Frequentist Difference-in-Means

Misc

Packages
- {BlockwiseRankTest} - Implements a two-sample test that handles block-wise missingness.
  - It identifies missing-data patterns, constructs a (blockwise) dissimilarity matrix, induces ranks via a k-nearest neighbor style graph, and computes a quadratic statistic under two versions: the congregated form (‘con’) and vectorized form (‘vec’).
  - Permutation p-values are optionally available.

T-test

Test whether the difference between means is statistically different from 0

Default is for non-equal variances

t_test_eq <- t.test(rating ~ genre, data = movies_clean, var.equal = TRUE)
t_test_eq_tidy <- tidy(t_test_eq) %>%
  # Calculate difference in means, since t.test() doesn't actually do that
  mutate(estimate_difference = estimate1 - estimate2) %>%
  # Rearrange columns
  select(starts_with("estimate"), everything())

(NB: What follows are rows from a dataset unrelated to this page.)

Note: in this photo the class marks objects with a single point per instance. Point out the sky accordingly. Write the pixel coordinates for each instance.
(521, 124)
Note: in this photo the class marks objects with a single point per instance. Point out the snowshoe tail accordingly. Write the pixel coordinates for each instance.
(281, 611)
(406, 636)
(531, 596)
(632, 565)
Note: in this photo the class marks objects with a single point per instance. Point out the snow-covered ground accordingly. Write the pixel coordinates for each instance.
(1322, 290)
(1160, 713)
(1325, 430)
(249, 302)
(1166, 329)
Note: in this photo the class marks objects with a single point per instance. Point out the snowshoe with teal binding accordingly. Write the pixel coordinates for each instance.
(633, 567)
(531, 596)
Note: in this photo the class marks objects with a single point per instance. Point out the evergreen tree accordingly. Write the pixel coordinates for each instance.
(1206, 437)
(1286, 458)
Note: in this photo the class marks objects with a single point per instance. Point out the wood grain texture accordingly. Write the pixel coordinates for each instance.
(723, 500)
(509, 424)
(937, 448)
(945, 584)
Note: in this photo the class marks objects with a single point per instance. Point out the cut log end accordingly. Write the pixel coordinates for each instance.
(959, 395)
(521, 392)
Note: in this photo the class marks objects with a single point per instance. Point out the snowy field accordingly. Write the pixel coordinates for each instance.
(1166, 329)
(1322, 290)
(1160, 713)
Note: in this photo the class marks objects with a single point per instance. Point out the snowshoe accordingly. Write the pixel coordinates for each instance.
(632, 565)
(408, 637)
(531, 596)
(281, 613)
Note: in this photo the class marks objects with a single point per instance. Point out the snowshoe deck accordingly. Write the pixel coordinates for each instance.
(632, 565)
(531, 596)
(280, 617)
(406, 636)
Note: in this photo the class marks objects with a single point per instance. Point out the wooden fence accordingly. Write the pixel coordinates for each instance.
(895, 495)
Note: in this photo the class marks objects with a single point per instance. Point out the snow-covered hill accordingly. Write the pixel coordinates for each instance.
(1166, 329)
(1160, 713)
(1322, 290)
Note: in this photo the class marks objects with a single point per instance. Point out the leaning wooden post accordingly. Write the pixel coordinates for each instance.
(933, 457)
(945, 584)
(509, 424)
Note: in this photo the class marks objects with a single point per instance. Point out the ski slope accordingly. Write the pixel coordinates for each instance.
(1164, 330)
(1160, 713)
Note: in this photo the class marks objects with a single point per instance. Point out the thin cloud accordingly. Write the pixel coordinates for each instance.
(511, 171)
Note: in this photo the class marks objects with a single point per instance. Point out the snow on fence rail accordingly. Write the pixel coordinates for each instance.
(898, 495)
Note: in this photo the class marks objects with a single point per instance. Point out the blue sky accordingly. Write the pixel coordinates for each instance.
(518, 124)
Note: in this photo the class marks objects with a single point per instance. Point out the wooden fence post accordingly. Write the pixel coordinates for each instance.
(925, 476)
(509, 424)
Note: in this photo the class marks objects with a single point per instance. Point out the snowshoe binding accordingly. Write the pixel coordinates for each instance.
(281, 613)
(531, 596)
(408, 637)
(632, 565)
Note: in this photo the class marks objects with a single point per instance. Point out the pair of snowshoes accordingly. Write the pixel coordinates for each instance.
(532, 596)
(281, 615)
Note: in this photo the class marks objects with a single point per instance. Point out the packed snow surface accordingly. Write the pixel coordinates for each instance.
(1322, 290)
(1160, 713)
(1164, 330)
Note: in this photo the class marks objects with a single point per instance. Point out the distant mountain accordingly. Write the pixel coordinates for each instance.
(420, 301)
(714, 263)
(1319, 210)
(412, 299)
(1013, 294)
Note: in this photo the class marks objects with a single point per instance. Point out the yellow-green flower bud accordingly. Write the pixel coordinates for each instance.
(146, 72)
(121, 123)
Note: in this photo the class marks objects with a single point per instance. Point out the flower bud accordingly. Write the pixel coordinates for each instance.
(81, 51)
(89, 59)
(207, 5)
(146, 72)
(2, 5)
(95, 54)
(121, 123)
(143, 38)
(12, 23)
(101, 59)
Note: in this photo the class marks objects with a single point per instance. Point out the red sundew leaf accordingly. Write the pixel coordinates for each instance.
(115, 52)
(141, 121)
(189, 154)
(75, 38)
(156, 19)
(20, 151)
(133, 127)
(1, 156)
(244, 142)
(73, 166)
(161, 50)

For unequal variances, Welch’s T-Test:
- var.equal = FALSE
- Recommended for large datasets

Hotelling’s T²

Multivariate generalization of Welch’s T-Test
{DescTools::HotellingsT2Test}
{ICSNP}

Non-Parametric Difference-in-Means Tests

Misc
- “Kruskal-Wallis, Mann-Whitney (-Wilcoxon), ATS/WTS - do NOT compare medians unless IID holds (=same shape & dispersion). Otherwise, stochastic superiority is assessed. Use quantile regression (+ Wald’s testing) or Brown-Mood instead.” (source)
Wilcoxon Rank Sum and Signed Rank: wilcox.test
- 1 or 2 variables or “samples”
- 2 variable aka “Wilcoxon-Mann-Whitney”
- Packages
  - coin::wilcox_test
    - For exact, asymptotic and Monte Carlo conditional p-values, including in the presence of ties
  - {WMWssp} (Paper) - Wilcoxon-Mann-Whitney Sample Size Planning
    - Calculates the minimal sample size for the Wilcoxon-Mann-Whitney test that is needed for a given power and two sided type I error rate.
    - The method works for metric data with and without ties, count data, ordered categorical data, and even dichotomous data.
    - But data is needed for the reference group to generate synthetic data for the treatment group based on a relevant effect.
- For data with an extreme number of ties (e.g. lots of zeros) (Harrell)
  - Small N: Use the permutational exact p-value calculation
  - Large N: Use proportional odds semiparametric ordinal logistic regression analysis
    - Compare using a score or likelihood ratio chi-square statistic
    - Plus it allows for covariate adjustment

Kruskal-Wallis: kruskal.test(rating ~ genre, data = movies_clean)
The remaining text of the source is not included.